If you look at the key field, you’ll see that its value is NULL. This means that no index is used by this query.

Let’s add one and run the query again to see if it speeds things up:

ALTER TABLE salaries ADD INDEX ( salary );
SELECT COUNT(*) FROM salaries WHERE salary BETWEEN 60000 AND 70000;
 + ---------- +
| count(*) |
 + ---------- +
| 588322 |
 + ---------- +
1 row in set (0.14 sec)

As you can see, this significantly improves our query performance.

Another general rule for using exponents is to pay attention to table joins. You should create the index and specify the same data type on any columns that will be used to join the tables.

For example, if you have a table named cheeses and a table named “ingredients”, you may want to join the ingredient_id field of the two tables, which can be of type INT.

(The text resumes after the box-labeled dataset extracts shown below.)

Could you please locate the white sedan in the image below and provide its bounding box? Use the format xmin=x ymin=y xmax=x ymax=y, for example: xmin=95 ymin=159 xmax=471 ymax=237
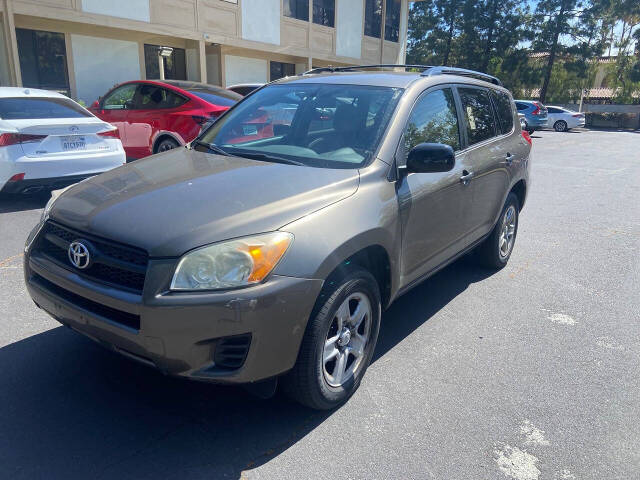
xmin=0 ymin=87 xmax=126 ymax=193
xmin=547 ymin=105 xmax=584 ymax=132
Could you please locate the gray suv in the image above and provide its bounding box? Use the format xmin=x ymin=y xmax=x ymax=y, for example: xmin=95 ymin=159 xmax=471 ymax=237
xmin=24 ymin=66 xmax=531 ymax=409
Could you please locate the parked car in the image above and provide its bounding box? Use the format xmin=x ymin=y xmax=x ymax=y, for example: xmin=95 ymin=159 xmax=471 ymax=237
xmin=227 ymin=83 xmax=264 ymax=97
xmin=547 ymin=106 xmax=585 ymax=132
xmin=516 ymin=100 xmax=548 ymax=133
xmin=90 ymin=80 xmax=242 ymax=159
xmin=0 ymin=87 xmax=125 ymax=193
xmin=24 ymin=67 xmax=531 ymax=409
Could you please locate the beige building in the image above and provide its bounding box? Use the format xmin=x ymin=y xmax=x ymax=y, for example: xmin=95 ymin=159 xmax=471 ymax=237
xmin=0 ymin=0 xmax=410 ymax=104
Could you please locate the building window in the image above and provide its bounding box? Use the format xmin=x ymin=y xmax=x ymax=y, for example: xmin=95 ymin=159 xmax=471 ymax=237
xmin=364 ymin=0 xmax=382 ymax=38
xmin=144 ymin=43 xmax=187 ymax=80
xmin=283 ymin=0 xmax=309 ymax=22
xmin=269 ymin=62 xmax=296 ymax=82
xmin=313 ymin=0 xmax=336 ymax=27
xmin=16 ymin=28 xmax=70 ymax=95
xmin=384 ymin=0 xmax=400 ymax=42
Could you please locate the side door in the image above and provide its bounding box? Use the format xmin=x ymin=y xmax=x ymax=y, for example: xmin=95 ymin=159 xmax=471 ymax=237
xmin=396 ymin=86 xmax=472 ymax=285
xmin=458 ymin=86 xmax=510 ymax=241
xmin=96 ymin=83 xmax=138 ymax=149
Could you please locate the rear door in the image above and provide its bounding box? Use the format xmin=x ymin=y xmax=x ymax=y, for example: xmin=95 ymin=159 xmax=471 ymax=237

We can then create indexes for both fields and our join will speed up.

Optimize queries for speed

When trying to speed up a query, the other half of the equation is optimizing the query itself. Some operations are more computationally intensive than others. There are usually multiple ways to get the same result, some of which avoid expensive operations.

Depending on the query results you use, you may only need a limited number of results. For example, if you just need to know if anyone at the company makes less than $40,000 a year, you could use:

SELECT * FROM SALARIES WHERE salary < 40000 LIMIT 1;
 + -------- + -------- + ---------------- + ---------------- +
| emp_no | salary | from_date | to_date |
 + -------- + -------- + ---------------- + ---------------- +
| 10022 | 39935 | 2000-09-02 | 2001-09-02 |
 + -------- + -------- + ---------------- + ---------------- +
1 row in set (0.00 sec)

This query executes very fast because it basically short-circuits on the first positive result.

If your query uses an “or” comparison and the two components test different fields, your query may be longer than necessary.

For example, if you want to search for employees whose first or last name begins with “Bre,” you must search two separate columns.

SELECT * FROM employees WHERE last_name like 'Bre%' OR first_name like 'Bre%';

This operation might be faster if you search for the first name in one query and the last name in another query, then merge the output. We can use the union operator:

SELECT * FROM employees WHERE last_name like 'Bre%' UNION SELECT * FROM employees WHERE first_name like 'Bre%';

In some cases, MySQL automatically uses the union operation. The example above is actually a case where MySQL does this automatically. You can see if this is the case by checking the type of sort again using explain.

Summary

There are many ways to tailor use cases in MySQL and MariaDB tables and databases. This article contains just a few tips that may be useful to get you started.

These database management systems provide a lot of help documents to teach you how to optimize and adjust different scenarios. The specifics depend heavily on the types of features you wish to optimize, otherwise they will be fully optimized out of the box. Once you determine your needs and master the operations performed, you can learn to adjust the settings of these queries.